Angelika Doetzlhofer, Hans Rotheneder, Gerda Lagger, Manfred Koranda, Vladislav Kurtev, Gerald Brosch, Erhard Wintersberger, Christian Seiser

Research output: Contribution to journalArticlepeer-review

346 Scopus citations


The members of the Sp1 transcription factor family can act as both negative and positive regulators of gene expression. Here we show that Sp1 can be a target for histone deacetylase 1 (HDAC1)-mediated transcriptional repression. The histone deacetylase inhibitor trichostatin A activates the chromosomally integrated murine thymidine kinase promoter in an Sp1-dependent manner.
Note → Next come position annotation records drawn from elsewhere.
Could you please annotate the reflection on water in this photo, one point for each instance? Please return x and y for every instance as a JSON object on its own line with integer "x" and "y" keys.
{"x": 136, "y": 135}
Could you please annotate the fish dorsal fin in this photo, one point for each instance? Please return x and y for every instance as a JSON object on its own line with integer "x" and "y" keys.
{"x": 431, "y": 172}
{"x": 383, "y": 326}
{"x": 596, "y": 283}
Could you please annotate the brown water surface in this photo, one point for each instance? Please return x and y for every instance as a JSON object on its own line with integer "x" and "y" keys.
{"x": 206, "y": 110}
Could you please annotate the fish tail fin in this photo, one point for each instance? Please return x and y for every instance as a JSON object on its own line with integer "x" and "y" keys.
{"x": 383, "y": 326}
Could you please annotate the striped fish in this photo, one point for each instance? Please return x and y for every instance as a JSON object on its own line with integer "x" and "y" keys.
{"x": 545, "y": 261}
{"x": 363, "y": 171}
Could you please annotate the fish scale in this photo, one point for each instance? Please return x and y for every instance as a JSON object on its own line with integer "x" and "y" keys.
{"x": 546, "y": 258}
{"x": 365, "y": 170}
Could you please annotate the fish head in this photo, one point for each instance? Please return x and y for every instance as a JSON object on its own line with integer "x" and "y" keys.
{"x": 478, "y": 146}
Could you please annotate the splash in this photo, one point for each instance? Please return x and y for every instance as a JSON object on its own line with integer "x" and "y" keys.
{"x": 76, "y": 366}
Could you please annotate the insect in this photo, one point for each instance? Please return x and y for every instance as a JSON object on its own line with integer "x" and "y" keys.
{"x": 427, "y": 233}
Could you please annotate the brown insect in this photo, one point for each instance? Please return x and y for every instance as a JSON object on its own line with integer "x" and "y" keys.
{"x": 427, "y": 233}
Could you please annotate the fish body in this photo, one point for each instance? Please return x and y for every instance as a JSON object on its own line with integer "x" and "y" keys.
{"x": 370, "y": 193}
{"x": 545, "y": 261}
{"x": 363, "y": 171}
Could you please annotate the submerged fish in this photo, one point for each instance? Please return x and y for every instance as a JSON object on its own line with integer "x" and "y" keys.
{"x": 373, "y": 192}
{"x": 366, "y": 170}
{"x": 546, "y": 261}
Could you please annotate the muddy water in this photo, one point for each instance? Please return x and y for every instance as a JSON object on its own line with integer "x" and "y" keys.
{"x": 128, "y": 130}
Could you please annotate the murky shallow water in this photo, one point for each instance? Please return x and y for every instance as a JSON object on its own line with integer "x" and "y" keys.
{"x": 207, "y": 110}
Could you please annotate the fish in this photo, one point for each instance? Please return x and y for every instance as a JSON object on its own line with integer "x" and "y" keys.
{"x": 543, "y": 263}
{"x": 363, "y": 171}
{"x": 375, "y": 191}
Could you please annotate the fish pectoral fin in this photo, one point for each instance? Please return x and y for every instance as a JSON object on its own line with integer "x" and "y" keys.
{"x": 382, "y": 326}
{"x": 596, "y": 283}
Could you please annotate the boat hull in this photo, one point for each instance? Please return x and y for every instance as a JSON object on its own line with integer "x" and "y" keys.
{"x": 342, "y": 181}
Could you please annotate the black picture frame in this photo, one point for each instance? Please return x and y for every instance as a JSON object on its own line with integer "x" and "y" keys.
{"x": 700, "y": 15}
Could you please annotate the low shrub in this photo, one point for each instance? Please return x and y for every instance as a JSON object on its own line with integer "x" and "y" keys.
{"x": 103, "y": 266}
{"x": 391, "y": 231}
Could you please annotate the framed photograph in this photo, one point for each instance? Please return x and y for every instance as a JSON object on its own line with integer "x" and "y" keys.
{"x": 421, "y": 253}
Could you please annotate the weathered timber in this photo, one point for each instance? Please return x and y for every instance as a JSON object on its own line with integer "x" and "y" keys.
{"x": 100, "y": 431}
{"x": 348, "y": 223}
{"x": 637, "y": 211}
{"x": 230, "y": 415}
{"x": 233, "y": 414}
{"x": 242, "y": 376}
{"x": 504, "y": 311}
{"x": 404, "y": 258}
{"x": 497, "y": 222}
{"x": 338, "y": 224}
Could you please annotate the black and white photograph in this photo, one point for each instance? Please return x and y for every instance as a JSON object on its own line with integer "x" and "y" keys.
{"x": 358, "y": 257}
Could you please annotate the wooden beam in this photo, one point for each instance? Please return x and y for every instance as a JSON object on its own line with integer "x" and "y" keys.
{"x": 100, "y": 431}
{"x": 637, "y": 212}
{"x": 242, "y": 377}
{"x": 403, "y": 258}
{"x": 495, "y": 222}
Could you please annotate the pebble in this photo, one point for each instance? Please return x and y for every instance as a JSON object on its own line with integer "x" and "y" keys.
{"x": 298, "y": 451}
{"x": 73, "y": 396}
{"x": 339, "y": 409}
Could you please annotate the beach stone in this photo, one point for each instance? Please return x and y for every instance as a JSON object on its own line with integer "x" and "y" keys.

Coimmunoprecipitation experiments with Swiss 3T3 fibroblasts and 293 cells demonstrate that Sp1 and HDAC1 can be part of the same complex. The interaction between Sp1 and HDAC1 is direct and requires the carboxy-terminal domain of Sp1. Previously we have shown that the C terminus of Sp1 is necessary for the interaction with the transcription factor E2F1 (J. Karlseder, H. Rotheneder, and E. Wintersberger, Mol. Cell. Biol. 16:1659- 1667, 1996). Coexpression of E2F1 interferes with HDAC1 binding to Sp1 and abolishes Sp1-mediated transcriptional repression. Our results indicate that one component of Sp1-dependent gene regulation involves competition between the transcriptional repressor HDAC1 and the transactivating factor E2F1.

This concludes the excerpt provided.